はいさい。秋葉令です。
 ASD&ADHD併発であるわたし(たち)にとっての人生の課題といえば、とにかく日々の作業で脳が頻繁にバグっちゃうことです。みなさんは靴下を片方履いた状態で、次にやることを決められずにぼんやりしている無職成人を見かけたら、どのようなアドバイスをしますか。「秋葉令! 靴下だ! 靴下を履け! なにをやっているんだ! お前がもう片方の靴下を履かないからすべての作業がストップしているのがわからないのか! なんだなんだ! オイ! 止まるな! お前の両手はなんのためにあるんだ! 履くんだよ! 靴・下・を!」そうおっしゃりたくなるのも無理のないことかもしれません。どうしてこんなに怠けているのだろう? 足をスッと入れれば済むことではないのか? スッといけばいいのに、それだけのことなのに、どうして秋葉令はスッをやらないのか?
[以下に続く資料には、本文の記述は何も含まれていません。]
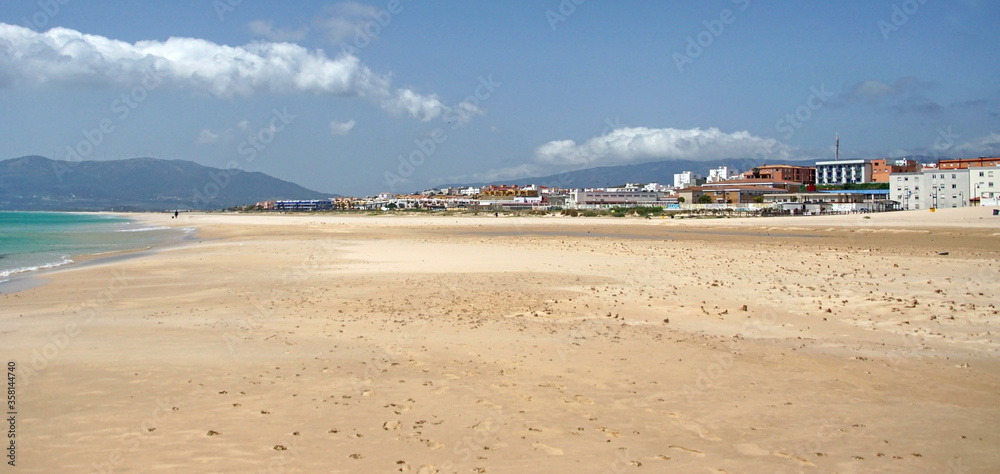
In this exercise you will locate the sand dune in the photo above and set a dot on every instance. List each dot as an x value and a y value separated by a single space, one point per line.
479 344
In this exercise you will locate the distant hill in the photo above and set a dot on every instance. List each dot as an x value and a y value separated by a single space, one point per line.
656 172
141 184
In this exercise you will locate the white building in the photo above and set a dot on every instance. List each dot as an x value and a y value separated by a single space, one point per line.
722 173
597 197
843 172
985 186
686 179
930 188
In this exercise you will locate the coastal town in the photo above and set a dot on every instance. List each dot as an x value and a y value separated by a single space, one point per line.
837 186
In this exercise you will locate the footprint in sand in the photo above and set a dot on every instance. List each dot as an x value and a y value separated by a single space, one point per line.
792 457
697 429
547 449
751 449
694 452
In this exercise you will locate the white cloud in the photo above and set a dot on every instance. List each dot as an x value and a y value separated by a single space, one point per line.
630 145
638 144
206 137
341 128
67 57
267 30
988 146
346 19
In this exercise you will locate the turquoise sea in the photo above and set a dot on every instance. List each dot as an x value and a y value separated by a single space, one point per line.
32 241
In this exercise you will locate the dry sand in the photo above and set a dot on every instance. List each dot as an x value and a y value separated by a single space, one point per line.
476 344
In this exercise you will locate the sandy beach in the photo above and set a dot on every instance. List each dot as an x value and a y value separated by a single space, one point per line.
322 343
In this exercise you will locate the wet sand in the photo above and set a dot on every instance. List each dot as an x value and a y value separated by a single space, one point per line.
478 344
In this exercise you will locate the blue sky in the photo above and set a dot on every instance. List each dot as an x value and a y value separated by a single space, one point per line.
365 97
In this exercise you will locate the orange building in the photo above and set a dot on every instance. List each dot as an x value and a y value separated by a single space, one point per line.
968 163
798 174
883 167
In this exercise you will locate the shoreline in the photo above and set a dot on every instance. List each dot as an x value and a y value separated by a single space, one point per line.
307 341
38 276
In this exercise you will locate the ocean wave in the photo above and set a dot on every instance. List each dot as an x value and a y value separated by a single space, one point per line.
144 229
13 271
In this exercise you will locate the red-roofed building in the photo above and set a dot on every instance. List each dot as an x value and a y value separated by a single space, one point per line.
883 167
725 193
968 163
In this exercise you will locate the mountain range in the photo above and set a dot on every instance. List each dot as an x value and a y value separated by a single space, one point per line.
35 183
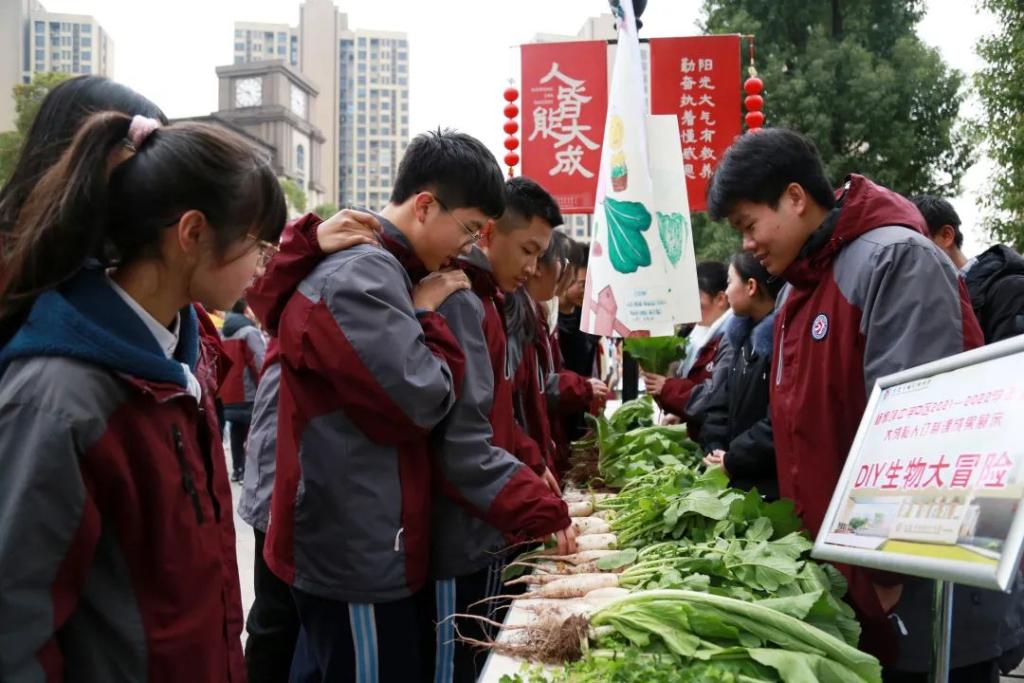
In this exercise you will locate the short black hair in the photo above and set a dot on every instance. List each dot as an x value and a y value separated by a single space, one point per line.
749 267
938 212
759 166
525 200
713 278
455 166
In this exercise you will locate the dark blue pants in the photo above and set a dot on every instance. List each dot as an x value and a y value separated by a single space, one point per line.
456 662
348 642
272 624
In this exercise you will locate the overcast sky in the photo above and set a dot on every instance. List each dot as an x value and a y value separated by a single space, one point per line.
461 51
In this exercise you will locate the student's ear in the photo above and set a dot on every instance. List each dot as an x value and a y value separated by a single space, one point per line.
946 238
188 233
421 206
487 232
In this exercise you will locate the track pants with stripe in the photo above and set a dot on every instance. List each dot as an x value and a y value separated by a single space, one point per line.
456 662
348 642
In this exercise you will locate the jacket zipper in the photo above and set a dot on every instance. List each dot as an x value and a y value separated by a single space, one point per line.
781 345
186 479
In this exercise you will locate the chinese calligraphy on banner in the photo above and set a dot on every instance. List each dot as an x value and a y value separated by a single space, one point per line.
564 98
697 80
935 476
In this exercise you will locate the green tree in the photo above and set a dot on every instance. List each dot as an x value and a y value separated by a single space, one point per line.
28 97
857 80
295 195
1000 85
713 240
326 210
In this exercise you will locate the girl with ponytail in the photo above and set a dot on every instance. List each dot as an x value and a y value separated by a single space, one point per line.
116 532
737 432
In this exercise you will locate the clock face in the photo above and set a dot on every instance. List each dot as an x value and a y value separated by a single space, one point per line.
298 101
248 92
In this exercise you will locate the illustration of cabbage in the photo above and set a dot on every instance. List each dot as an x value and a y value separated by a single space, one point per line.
627 246
671 227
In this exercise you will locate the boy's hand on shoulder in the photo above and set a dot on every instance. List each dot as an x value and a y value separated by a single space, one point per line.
347 228
435 288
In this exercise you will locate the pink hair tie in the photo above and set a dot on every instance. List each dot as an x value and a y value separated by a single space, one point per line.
140 129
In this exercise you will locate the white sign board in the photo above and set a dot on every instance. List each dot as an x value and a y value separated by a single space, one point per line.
642 274
935 478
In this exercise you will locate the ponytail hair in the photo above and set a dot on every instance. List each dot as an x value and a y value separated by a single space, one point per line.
749 267
81 211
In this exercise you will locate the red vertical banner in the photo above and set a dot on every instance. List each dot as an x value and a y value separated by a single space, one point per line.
564 101
697 81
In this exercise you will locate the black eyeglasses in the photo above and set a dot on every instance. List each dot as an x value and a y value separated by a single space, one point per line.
474 236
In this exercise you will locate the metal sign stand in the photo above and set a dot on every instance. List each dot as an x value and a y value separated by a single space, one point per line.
942 623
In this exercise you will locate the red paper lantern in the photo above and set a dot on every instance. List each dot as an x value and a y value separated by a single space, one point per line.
511 127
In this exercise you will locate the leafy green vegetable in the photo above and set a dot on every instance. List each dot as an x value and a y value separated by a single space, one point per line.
627 246
632 415
671 229
701 626
655 353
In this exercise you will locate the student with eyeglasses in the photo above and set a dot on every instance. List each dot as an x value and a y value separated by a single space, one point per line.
116 527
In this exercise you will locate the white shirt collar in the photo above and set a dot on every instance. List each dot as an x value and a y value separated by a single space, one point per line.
168 339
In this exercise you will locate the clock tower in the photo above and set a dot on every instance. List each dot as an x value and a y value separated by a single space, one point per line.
271 101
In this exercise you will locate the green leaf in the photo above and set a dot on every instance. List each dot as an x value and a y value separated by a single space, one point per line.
672 228
627 246
617 560
761 529
654 354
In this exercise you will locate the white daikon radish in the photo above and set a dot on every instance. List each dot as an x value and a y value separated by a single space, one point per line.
590 525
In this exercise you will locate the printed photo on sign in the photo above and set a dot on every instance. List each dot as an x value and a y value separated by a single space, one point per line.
937 473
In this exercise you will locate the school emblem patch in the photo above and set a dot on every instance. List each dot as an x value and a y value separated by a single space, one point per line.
819 329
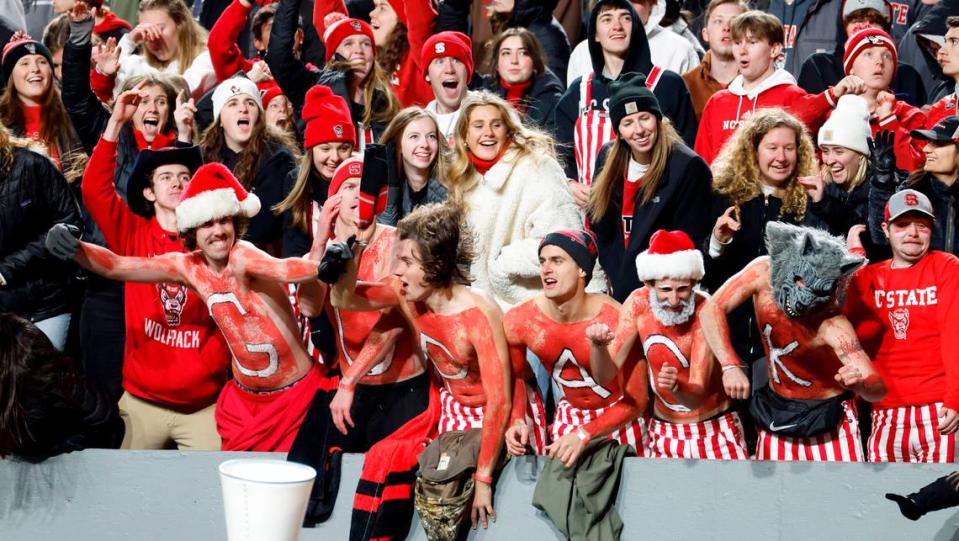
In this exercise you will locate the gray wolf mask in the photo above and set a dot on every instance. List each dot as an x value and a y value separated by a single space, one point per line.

 ここで、靴下を片方履いた状態で、もう片方の靴下を両手に持ったままフリーズしている秋葉令の脳内で起こっている思考の流れを再現してみましょう。
 
 ――「秋葉令! 靴下だ! 靴下を履け! なにをやっているんだ! お前がもう片方の靴下を履かないからすべての作業がストップしているのがわからないのか! なんだなんだ! オイ! 止まるな! お前の両手はなんのためにあるんだ! 履くんだよ! 靴・下・を!」
 
 おやおや。まったく同じことが起こっているようです。
 ここで秋葉令は、必ずしも靴下のことを忘れているわけではないんですね。靴下の履き方を忘れているわけでもない。スッとやれば靴下を履けることすら理解している――無職成人の知性はこのように複雑な発達を遂げている場合があります。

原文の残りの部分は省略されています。